Lors de nombreuses projections ce film a été censuré, interdit de salle ou boycotté, comme si ce qu’il disait ne devait pas être entendu ou plutôt ne pouvait pas être entendu.

-> Laisser un commentaire...

2 Messages de forum

  • Un racisme à peine voilé 26 février 2009 21:02, par André

    Demain 27 Février porojection et débat à la fac du Mirail autour de ce film à 12h.

    Pour Tisséo, au péril de notre vie (enfin presque) nous avons fait un sujet qui sortira prochainement....

    Répondre à ce message

    • La direction de Paul-Sabatier demande à la doctorante, salariée, de respecter la neutralité d’un agent de l’État.

      La polémique sur le port du voile islamique ressurgit à Toulouse au sein de l’université Paul-Sabatier. Une étudiante en doctorat, titulaire d’une allocation de recherche et donc salariée, a été licenciée fin février par la direction qui lui reproche de continuer à porter le voile et de ne pas respecter ainsi la neutralité d’un agent de l’État.
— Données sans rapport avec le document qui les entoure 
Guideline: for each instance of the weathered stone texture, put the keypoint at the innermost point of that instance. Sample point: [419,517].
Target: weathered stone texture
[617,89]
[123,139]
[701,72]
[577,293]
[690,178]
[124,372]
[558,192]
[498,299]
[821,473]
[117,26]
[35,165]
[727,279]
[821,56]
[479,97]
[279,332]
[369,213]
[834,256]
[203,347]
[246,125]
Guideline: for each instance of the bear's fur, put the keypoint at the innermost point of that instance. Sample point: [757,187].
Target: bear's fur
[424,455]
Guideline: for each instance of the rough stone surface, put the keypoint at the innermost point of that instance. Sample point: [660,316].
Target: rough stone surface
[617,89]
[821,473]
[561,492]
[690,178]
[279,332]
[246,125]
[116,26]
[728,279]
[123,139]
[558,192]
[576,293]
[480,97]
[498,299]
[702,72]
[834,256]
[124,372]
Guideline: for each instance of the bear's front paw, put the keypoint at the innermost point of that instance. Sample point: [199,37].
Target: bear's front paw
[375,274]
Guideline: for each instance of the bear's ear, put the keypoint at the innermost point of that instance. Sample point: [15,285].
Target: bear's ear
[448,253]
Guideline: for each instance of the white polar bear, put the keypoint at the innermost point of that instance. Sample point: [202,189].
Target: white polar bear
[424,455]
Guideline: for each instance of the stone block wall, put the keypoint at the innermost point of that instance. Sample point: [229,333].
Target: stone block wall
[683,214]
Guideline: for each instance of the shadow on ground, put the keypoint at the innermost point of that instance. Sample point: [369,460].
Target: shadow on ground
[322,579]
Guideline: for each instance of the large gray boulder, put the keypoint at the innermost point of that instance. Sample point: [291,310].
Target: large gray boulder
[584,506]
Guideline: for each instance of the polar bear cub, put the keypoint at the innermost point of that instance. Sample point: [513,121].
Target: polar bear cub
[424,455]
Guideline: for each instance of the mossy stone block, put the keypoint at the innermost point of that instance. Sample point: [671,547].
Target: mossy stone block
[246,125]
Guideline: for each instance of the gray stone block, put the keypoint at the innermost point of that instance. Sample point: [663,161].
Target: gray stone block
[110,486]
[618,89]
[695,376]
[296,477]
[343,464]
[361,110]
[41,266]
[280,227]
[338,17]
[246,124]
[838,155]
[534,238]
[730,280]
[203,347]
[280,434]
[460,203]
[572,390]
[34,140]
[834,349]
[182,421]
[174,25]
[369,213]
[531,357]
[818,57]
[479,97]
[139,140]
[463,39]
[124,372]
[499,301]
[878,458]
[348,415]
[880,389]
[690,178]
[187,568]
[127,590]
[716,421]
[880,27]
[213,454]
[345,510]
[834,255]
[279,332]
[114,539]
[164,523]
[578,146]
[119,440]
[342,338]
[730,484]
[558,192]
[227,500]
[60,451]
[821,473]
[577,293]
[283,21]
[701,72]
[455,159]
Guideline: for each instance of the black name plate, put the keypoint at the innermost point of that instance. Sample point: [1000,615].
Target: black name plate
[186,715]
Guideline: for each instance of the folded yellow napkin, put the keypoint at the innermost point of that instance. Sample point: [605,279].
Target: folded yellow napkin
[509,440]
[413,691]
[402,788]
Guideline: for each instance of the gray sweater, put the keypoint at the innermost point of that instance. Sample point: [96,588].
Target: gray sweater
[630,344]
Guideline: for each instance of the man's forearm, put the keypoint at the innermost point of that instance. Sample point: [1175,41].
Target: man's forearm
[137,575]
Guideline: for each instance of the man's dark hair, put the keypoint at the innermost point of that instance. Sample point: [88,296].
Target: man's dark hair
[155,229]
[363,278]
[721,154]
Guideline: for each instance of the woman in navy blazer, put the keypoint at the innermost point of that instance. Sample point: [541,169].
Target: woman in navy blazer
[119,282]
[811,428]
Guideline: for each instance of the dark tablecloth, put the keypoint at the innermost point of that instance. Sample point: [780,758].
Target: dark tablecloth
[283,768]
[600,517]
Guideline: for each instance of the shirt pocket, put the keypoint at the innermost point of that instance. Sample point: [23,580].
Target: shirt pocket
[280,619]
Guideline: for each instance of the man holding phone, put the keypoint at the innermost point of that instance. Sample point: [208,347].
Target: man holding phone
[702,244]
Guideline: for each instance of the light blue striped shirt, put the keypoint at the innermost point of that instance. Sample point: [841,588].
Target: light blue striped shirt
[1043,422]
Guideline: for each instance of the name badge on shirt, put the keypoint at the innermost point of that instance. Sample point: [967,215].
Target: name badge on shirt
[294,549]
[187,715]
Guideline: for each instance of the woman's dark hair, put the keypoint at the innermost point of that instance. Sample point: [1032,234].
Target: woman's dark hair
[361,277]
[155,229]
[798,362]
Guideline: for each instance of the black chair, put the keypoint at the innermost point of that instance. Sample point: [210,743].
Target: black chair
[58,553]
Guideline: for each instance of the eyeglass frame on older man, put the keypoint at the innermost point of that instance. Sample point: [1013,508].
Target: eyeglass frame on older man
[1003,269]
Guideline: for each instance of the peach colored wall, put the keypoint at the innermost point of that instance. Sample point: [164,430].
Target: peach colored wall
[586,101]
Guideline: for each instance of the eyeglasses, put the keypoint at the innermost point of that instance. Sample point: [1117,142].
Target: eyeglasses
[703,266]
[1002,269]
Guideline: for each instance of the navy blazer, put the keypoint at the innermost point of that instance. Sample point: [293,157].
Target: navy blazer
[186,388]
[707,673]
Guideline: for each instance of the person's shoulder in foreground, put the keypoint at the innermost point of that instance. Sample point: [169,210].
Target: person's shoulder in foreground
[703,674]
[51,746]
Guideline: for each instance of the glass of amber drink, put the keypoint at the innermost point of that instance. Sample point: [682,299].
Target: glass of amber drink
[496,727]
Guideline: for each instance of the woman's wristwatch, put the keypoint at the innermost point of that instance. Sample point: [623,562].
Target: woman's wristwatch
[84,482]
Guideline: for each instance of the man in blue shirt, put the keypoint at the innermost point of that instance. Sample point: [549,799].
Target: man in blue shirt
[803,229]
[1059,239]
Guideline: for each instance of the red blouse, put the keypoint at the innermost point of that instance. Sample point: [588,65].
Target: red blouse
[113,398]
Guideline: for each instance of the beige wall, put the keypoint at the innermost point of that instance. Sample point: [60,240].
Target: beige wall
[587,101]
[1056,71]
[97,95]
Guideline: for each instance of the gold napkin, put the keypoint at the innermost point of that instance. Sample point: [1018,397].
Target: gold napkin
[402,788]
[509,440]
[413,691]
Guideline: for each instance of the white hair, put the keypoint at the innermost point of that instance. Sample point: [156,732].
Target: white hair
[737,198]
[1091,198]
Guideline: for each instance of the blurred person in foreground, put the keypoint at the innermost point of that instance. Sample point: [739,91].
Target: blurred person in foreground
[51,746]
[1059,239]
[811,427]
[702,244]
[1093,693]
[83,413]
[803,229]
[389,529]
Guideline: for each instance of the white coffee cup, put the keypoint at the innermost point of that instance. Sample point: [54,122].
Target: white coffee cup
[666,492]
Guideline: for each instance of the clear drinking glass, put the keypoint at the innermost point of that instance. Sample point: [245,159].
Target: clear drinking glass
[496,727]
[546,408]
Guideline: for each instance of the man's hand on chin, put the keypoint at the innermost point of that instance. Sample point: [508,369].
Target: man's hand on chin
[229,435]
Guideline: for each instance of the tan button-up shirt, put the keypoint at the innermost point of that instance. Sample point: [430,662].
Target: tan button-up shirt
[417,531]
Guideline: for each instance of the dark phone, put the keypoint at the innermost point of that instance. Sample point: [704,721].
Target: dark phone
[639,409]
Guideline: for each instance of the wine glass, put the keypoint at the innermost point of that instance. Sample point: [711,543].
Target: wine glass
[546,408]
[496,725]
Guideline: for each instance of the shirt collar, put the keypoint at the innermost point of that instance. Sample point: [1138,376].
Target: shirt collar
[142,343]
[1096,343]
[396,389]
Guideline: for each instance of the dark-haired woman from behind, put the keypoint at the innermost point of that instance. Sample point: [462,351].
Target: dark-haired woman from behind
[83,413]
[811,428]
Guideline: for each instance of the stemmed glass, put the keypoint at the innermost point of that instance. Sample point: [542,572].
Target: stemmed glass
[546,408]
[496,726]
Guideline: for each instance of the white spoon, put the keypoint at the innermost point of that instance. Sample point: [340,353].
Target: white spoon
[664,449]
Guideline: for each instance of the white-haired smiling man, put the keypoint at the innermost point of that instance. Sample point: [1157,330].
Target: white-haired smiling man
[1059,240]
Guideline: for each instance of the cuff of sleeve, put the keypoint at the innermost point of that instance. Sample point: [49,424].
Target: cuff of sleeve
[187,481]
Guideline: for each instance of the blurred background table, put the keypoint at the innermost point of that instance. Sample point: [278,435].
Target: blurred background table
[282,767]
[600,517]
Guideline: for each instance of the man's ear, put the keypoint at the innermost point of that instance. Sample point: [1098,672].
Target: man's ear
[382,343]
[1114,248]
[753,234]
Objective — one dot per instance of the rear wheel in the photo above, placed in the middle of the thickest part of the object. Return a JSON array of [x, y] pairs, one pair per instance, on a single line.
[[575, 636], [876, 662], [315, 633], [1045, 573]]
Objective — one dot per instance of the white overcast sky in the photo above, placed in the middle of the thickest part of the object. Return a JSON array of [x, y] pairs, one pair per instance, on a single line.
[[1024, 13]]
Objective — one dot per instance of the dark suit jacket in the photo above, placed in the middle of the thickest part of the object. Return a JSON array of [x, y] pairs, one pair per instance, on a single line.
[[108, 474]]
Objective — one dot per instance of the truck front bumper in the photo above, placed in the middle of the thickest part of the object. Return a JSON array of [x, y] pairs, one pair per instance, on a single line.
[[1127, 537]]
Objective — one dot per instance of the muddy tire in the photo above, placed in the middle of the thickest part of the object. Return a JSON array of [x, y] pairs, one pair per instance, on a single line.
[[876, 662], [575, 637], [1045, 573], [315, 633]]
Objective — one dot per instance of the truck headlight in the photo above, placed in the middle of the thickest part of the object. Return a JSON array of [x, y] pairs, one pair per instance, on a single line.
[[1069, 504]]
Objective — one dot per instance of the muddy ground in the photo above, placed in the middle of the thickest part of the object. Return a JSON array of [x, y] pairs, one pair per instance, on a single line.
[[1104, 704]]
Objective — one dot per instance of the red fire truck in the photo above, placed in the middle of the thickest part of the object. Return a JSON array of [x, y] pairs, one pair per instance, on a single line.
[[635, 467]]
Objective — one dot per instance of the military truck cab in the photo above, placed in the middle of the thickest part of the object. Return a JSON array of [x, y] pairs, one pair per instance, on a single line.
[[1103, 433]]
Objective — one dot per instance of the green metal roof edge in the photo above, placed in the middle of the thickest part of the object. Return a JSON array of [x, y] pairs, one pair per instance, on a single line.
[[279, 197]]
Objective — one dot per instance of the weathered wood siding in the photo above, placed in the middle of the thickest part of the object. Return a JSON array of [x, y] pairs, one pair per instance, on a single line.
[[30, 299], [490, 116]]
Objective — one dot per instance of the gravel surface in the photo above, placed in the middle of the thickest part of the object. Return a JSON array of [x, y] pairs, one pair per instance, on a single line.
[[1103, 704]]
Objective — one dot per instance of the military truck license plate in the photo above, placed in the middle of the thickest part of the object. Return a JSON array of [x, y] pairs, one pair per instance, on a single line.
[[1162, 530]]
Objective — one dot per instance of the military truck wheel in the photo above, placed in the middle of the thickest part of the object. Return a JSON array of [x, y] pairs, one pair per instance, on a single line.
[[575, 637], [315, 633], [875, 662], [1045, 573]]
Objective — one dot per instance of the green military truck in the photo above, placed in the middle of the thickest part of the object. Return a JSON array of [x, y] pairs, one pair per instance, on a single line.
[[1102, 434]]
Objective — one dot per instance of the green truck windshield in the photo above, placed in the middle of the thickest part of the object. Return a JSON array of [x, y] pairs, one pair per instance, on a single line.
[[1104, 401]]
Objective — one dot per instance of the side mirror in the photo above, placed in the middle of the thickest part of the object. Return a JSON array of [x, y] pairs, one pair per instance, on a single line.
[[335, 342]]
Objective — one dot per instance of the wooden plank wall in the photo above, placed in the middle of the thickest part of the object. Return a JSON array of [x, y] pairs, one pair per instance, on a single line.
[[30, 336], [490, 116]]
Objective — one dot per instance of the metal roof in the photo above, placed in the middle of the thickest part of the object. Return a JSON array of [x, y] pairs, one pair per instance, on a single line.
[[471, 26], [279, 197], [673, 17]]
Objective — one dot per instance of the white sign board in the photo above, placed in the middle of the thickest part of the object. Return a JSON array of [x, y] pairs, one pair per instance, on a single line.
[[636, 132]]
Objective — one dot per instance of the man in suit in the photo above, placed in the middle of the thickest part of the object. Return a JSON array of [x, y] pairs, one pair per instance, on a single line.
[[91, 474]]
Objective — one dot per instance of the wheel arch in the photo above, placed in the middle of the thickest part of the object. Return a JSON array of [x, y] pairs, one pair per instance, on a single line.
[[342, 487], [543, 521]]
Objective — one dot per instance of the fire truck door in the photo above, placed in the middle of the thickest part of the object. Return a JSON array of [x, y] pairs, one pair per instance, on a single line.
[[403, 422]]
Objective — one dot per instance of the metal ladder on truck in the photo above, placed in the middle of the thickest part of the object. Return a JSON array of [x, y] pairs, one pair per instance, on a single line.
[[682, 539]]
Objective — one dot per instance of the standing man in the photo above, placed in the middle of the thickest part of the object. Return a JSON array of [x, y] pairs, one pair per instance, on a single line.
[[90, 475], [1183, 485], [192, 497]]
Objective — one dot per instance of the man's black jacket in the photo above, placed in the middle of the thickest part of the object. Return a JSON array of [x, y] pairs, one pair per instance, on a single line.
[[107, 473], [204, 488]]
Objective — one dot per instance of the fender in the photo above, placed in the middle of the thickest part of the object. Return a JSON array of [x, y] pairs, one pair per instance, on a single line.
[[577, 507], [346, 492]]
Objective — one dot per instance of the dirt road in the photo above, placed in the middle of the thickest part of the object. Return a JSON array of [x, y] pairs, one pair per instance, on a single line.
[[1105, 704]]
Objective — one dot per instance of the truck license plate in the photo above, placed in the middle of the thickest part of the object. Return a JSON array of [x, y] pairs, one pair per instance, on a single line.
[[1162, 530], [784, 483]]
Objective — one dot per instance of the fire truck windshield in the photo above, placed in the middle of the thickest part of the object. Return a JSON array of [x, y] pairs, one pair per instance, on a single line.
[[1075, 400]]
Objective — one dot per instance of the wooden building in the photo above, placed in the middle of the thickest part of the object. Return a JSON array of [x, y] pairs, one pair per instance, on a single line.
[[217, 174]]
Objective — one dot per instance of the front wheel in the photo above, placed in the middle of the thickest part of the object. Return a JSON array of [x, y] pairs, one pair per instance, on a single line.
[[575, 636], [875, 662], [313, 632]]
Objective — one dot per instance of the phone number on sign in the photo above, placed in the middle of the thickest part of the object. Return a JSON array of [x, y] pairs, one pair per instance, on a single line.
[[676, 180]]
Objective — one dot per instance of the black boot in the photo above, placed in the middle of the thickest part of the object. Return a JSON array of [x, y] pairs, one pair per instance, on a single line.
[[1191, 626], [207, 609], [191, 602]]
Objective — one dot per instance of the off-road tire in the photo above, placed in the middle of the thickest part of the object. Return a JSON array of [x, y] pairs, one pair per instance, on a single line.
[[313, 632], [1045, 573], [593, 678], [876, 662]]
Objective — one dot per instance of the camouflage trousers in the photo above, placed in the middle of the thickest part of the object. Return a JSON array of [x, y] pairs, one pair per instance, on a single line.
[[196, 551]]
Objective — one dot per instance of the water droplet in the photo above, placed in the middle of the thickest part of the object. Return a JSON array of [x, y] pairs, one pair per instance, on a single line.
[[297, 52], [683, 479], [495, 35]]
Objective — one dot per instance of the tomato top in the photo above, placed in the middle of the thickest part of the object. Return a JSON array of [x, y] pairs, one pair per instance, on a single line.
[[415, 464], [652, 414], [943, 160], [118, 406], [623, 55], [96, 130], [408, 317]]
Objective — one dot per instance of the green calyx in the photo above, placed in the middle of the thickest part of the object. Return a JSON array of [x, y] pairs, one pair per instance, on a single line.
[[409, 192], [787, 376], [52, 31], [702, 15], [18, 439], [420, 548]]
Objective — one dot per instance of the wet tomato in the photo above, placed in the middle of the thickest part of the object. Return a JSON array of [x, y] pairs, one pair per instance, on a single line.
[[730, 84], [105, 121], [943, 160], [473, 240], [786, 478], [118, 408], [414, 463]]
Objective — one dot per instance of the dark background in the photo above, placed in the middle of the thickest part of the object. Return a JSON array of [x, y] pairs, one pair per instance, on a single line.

      La doctorante, Sabrina, une jeune femme de 25 ans, qui habite Toulouse, travaille depuis plus de deux ans au sein d’un laboratoire du CNRS, le labo de microbiologie et génétique moléculaire. Et c’est au sein du CNRS qu’un incident a éclaté en mars 2008. Plusieurs enseignants ont reproché à cette jeune femme de porter le voile. Saisie du problème la direction de l’université a convoqué l’étudiante et lui a demandé, en juillet 2008, de retirer son voile qui recouvre toute sa chevelure. « devoir de neutralité »

      L’argumentaire de l’université est simple. « Les étudiants ont le droit de porter des signes religieux ostentatoires mais à partir du moment où ils deviennent salariés et donc agents de l’État, il y a des règles à respecter. Un agent public a un devoir de neutralité », affirme Me Jacques Lévy qui représente la direction de Paul-Sabatier.

      Lors de l’audience devant le juge des référés mardi, sous le regard de l’étudiante venue voilée, Me Gilles Devers, son avocat, a fait observer que, depuis cet avertissement, elle avait porté un voile « sicilien », c’est-à-dire « noué sous le cou » et qui ne renverrait donc pas à une tradition religieuse.

      Il a indiqué par ailleurs que l’étudiante n’avait pas de contact avec le public et, que sur le fond, c’était une liberté fondamentale qui était attaquée. Contactée hier, Sabrina n’a pas souhaité s’exprimer pour l’heure.

      Redevenue simple étudiante, la jeune femme, par ailleurs enceinte, se trouve aujourd’hui dans une situation délicate. À sept mois de la fin de ses études et de la remise de sa thèse, elle ne perçoit plus de revenu de la part de l’université. D’autre part, sa présence au sein du CNRS ne serait plus souhaitée par ses anciens collègues.

      L’affaire a enfin pris une autre tournure dernièrement à la faveur de la contestation étudiante et des blocages sur le campus. Certains étudiants grévistes ont apporté leur soutien Sabrina. Et une pétition en sa faveur, relayée entre autres par un site d’extrême gauche, circule sur le net.

      Tribunal : un jugement rendu demain

      Le conflit est aujourd’hui entre les mains de la justice car la jeune femme a saisi le tribunal administratif de Toulouse pour qu’il tranche sur le fond de l’affaire mais aussi pour qu’il suspende sans attendre la mesure de licenciement. La décision sur ce dernier point, qui relève du juge des référés, doit être rendue demain, vendredi.